Glaucous felt the breezy touch of a huge, soft hand on his back, accompanied by a scent of dry, sweetly irritating powder. The Moth had returned.

Whitlow resumed his off-kilter step. “Better. Shouldn’t wander off like that. What we have found is puzzling,” he said to Glaucous. “Curtains have been pulled aside. Powers have shifted. We suspect the Chalk Princess is no longer actively engaged. We have need of another opinion.”

Glaucous dropped his head.

“She may not know as much yet. More has been reduced than walking distance,” Whitlow said, and pulled Glaucous close, then whispered in his ear, “This does not bode well for the Moth, of course.” He winked and held his finger to his lips.

The Moth moved them again—a wrenching passage, swift but no more brutal than was strictly essential. Glaucous felt the change as a burning, as if his skin were crisping away. That subsided—and then he felt as if he were merely being tattooed all over his body. The pricking sting of predatory fates was something with which he had no previous experience. One normally lived one’s fate; these lived him.Their examination was swift, impersonal, basic. Glaucous had never before been so close to the basement layers of his being, and he found it both terrible and exhilarating. He had also never been so close to an explanation for his life, his existence, and to a last moment of hope—the hope that perhaps there might still be room for correction.

An impersonal offering of grace—a remote and pure shriving.

The pricking passed. Now he was his own powdery thing, still standing, but falling apart and being put back together each split second.

The Moth protected them as best as he could.

“Welcome to the center of the universe,” he heard Whitlow say or think. Their eyes—they no longer seemed to have bodies—saw in some manner a deep black pool in which two large needles churned a thick liquid. The needles met beneath the surface of the pool and spun like the shaft of a gear in a jeweled movement.

“The Crux has no center and no radius,” Whitlow said. “Brace for a nasty residue—a powerful thing once focused its heart of frustration and misery here. It ate our world and spat it out in nasty chunks. You’ll feel it.”

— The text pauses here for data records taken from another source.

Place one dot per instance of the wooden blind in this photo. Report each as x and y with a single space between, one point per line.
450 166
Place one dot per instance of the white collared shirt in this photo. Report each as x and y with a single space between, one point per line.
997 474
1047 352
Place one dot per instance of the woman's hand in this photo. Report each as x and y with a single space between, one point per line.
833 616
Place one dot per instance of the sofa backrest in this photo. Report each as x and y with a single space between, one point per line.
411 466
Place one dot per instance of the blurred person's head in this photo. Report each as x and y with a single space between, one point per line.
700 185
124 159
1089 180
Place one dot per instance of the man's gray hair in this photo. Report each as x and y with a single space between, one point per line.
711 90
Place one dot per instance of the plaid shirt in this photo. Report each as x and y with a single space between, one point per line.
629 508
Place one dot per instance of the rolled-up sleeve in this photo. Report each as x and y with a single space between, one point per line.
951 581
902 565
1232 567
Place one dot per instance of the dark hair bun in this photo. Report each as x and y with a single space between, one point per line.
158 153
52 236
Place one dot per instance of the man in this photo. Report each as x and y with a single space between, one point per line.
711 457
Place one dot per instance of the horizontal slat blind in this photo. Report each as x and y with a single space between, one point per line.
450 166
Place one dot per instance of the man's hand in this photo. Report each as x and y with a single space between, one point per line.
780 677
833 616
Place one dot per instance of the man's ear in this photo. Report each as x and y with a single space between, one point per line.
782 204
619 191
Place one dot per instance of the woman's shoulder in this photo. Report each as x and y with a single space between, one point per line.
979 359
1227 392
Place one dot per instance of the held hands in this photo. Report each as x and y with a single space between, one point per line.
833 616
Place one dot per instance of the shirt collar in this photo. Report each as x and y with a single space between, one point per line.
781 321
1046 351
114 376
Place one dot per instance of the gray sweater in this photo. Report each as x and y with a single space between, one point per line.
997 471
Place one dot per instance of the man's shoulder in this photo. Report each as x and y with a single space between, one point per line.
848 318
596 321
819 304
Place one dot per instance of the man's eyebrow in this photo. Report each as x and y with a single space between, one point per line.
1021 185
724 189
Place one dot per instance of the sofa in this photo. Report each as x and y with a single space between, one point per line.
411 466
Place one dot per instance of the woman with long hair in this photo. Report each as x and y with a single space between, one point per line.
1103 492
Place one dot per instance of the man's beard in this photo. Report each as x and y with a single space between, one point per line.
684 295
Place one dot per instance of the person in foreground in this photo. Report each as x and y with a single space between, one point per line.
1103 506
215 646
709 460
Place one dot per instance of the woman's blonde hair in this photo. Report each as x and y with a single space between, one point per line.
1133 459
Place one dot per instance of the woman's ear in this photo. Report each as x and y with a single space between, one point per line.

“The Typhon?” Glaucous asked.

Whitlow shrugged. “These steel threads are the last two fates. In one, the Typhon fails and we all pass into nothingness. In the other…there is a kind of success. Who can say which would be better? Now—

“Tell us where we are—draw up the proper thread, and tell us what remains for us to do. That is your talent, is it not?”

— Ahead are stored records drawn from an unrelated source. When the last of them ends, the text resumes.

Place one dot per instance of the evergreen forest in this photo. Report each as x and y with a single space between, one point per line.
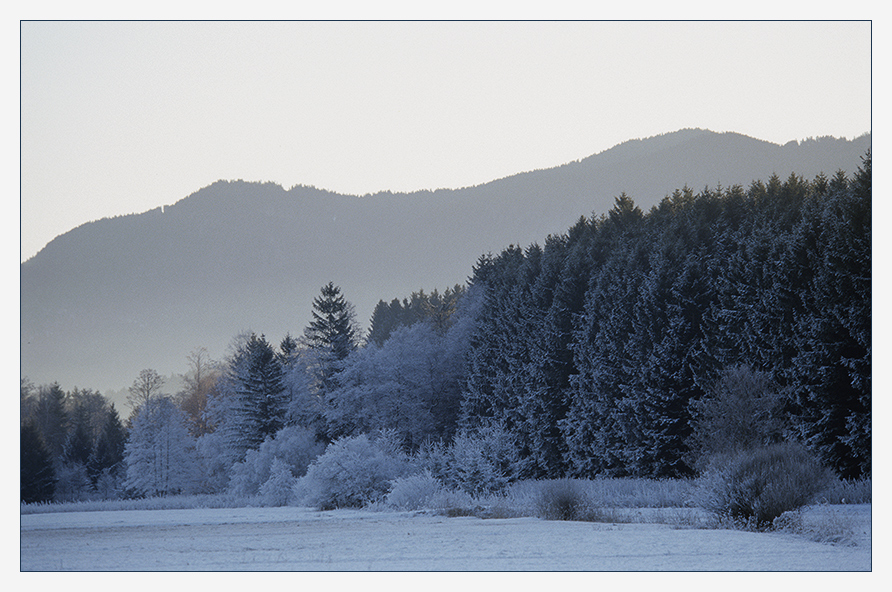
601 352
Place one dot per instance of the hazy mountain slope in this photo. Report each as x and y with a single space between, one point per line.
111 297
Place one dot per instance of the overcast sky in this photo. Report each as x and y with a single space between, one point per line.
121 117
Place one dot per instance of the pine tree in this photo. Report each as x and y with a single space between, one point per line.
331 336
37 478
260 393
108 453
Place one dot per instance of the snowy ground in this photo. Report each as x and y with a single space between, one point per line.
284 539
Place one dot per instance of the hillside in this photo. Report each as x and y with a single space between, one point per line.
114 296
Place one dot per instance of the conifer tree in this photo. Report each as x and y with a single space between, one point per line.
37 478
331 334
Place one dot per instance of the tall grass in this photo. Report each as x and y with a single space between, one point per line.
172 502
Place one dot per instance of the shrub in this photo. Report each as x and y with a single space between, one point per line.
740 412
482 462
276 490
562 499
353 472
296 447
414 492
848 491
757 486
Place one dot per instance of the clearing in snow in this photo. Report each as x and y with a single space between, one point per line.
302 539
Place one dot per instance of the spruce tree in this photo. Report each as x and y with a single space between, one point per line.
37 478
331 335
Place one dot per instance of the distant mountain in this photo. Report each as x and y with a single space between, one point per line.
111 297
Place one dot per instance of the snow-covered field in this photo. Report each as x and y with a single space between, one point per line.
284 539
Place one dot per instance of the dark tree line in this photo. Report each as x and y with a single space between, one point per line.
608 350
594 349
72 444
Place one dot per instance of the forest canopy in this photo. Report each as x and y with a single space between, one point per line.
627 346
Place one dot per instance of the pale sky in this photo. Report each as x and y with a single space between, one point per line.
122 117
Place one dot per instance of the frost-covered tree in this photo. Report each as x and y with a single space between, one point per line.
146 387
160 452
198 383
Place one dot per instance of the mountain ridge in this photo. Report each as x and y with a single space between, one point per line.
116 295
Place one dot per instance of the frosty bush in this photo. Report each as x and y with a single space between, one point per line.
353 472
741 412
294 446
562 499
277 490
414 492
759 485
482 462
73 483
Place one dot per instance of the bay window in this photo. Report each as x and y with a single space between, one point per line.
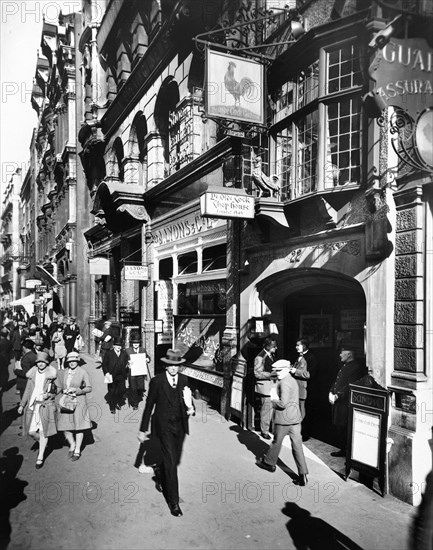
317 139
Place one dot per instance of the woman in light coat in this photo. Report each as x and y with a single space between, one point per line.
59 346
38 404
75 382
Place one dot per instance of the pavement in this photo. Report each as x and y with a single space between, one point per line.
102 501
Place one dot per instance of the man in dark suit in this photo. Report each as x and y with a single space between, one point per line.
171 397
115 363
287 421
263 372
350 372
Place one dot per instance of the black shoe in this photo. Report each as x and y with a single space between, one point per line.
339 453
175 510
265 466
302 480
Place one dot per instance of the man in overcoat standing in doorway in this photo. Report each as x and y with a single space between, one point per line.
170 398
350 372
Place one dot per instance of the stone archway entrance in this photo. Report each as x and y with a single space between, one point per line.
326 308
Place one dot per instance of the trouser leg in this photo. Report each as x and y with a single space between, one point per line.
294 432
265 414
280 432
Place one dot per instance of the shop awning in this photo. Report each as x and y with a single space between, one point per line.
28 303
47 276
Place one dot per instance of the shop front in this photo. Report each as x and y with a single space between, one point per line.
190 295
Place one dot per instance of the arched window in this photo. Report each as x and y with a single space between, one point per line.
138 149
168 98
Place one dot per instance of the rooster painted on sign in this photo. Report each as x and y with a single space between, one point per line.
244 88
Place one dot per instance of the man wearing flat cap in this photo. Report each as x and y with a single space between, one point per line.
350 372
287 421
171 398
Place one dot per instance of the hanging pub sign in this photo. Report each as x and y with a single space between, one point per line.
403 74
368 417
234 88
99 266
136 273
222 202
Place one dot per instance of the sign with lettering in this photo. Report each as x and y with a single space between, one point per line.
136 273
220 204
403 74
182 229
368 413
209 377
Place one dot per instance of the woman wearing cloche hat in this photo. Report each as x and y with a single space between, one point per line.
74 382
38 403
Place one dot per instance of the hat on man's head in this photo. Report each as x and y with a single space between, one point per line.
280 365
43 357
348 347
173 357
72 356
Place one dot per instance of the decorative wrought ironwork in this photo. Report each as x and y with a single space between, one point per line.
402 128
254 29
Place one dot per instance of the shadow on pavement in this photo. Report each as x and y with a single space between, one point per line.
310 533
258 448
12 491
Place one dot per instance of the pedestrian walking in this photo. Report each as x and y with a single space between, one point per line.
22 367
350 372
38 404
6 353
137 386
286 420
72 330
170 398
58 344
73 382
262 372
115 369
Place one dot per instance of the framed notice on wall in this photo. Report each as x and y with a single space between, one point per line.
368 413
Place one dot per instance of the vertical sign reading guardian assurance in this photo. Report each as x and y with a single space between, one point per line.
234 88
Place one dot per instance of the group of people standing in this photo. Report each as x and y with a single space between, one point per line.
282 388
43 387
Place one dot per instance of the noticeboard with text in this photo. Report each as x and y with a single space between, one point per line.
367 431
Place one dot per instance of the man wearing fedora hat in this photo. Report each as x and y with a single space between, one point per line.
115 363
171 398
350 372
287 420
136 382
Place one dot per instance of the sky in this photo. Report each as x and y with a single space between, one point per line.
20 35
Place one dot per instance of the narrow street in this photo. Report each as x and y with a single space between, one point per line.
103 502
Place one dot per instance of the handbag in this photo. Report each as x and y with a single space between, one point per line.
79 343
67 403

Glaucous could not shut his eyes, could not find any private place in which to make his decision—but that did not matter. He had decided long ago.

Fifty years and more had passed since he had decided.

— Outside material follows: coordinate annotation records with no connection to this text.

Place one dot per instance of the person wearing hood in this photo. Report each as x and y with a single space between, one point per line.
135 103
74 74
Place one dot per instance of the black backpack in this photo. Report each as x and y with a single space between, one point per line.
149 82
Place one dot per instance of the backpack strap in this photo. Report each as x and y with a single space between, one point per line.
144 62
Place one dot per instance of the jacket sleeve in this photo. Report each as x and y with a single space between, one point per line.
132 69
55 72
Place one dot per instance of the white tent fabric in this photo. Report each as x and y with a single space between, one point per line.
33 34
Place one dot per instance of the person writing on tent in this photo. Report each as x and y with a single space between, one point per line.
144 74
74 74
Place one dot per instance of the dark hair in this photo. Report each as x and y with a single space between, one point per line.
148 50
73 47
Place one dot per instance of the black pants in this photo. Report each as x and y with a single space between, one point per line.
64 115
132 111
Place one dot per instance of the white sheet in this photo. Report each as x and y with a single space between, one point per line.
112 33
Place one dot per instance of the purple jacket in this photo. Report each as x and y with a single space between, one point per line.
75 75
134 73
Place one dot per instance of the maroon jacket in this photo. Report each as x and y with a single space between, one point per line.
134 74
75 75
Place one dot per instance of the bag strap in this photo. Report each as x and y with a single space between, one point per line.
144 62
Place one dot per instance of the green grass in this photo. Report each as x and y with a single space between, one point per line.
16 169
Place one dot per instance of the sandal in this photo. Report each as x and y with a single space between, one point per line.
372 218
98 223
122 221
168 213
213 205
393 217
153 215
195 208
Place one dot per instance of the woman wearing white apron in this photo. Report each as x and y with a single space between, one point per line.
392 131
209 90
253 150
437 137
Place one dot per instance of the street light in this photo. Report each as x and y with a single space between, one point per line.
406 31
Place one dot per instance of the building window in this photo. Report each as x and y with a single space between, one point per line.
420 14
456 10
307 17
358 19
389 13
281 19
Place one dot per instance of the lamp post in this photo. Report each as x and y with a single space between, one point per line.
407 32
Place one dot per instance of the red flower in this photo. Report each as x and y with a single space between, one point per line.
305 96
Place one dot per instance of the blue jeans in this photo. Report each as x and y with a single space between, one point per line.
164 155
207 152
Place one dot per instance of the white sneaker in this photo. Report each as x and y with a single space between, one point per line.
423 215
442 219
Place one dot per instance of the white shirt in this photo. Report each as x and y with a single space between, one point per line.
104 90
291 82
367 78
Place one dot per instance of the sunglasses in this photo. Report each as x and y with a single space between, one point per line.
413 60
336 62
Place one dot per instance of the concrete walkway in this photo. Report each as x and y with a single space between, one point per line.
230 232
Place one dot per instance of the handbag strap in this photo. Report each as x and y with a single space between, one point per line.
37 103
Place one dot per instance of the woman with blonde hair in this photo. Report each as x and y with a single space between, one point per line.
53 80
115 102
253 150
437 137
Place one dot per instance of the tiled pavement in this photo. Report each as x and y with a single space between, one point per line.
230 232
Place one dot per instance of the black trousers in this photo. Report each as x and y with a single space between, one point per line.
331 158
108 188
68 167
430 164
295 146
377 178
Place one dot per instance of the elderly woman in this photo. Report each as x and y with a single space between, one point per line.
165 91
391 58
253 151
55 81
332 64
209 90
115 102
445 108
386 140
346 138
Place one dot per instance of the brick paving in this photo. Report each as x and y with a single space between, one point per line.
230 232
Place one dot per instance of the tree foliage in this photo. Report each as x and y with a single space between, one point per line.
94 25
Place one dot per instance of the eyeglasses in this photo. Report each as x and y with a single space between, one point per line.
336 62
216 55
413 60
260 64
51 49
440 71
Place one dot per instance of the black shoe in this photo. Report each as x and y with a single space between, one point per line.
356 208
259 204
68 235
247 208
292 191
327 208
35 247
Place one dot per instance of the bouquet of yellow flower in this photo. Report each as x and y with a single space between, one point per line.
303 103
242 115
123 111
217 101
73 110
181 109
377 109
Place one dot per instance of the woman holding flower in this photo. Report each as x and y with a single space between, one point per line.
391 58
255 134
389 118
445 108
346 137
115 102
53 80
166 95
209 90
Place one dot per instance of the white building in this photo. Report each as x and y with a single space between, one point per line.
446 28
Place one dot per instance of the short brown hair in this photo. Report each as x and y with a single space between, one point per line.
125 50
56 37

Somehow, in this abstract heart with no center, and without the Moth’s help, he chose the best fate—the last remaining good fate—and drew it down like a fortunate hand of cards, the one lucky flip of a coin. And—always deferent to his employers—he made sure both the Moth and Whitlow approved. Far away, an awful sound echoes again throughout the False City.

And the Dead Gods begin to move.

CHAPTER 112

The False City is quivering, snapping, shrinking. Jebrassy does not know why he is still walking, still seeing.

He looks down on Polybiblios, who has inexplicably collapsed, and then kneels beside him. Some steps away, Ghentun has also fallen. Both are wavering in substance and outline.

“The Kalpa is reaching its end,” Polybiblios says. “The City Prince’s bargain means nothing. I cannot last much longer than my stored fates within the city. All my fate-lines will die with the Kalpa. Finish it well, young breed. You have all you need—but for this.”

The epitome reaches out to give him the thing he has carried since their journey began. Jebrassy holds the small gray box. The epitome of the Librarian winks at him through the armor’s faceplate, then lies back on the black surface.